A ceci près qu'à la froideur déshumanisée, la solitude inéluctable du chef d'oeuvre de Radiohead, Arcade Fire oppose une expérience quasi-mystique dictée par le besoin de réconfort et de rapprochement face à la douleur. Il faut dire que nos Québécois ont tous perdu plusieurs membres de leur famille durant l'enregistrement. Le titre, "Funeral", est à l'unisson de cette hécatombe, les paroles également, dressées comme un poing levé contre la salope de faucheuse. Il y est question de famille, sans cesse, de mensonges, de ce que l'on cache aux enfants, mais aussi de prière, de pardon ("Crown of love") ou de calice rempli de larmes.

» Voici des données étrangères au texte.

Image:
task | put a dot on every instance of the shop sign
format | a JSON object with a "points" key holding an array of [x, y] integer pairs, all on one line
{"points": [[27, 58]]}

L'Art, parfois, réussit à transfigurer la douleur (on se souvient du "Tears in heaven" de Eric Clapton), quand il reste empreint de dignité, de sobriété. C'est tout le miracle du couple Win Butler - Régine Chassagne que d'y parvenir, en offrant la possibilité de (re)trouver la foi, de faire le deuil ou l'amour, de se sentir moins seul, enfin.

Les nouvelles générations se nourrissent aujourd'hui d'enregistrements mythiques qu'elles n'ont pas vu naître et qui pourtant les maintiennent en vie, autant d'éternels que l'on contemple avec l'aigre sentiment de s'être trompé d'époque. Arcade Fire, désormais, est là. Ils ne sont pas sexy, ne revendiquent rien et ne se droguent sans doute pas. Et pourtant ils sont notre fantasme à portée de main.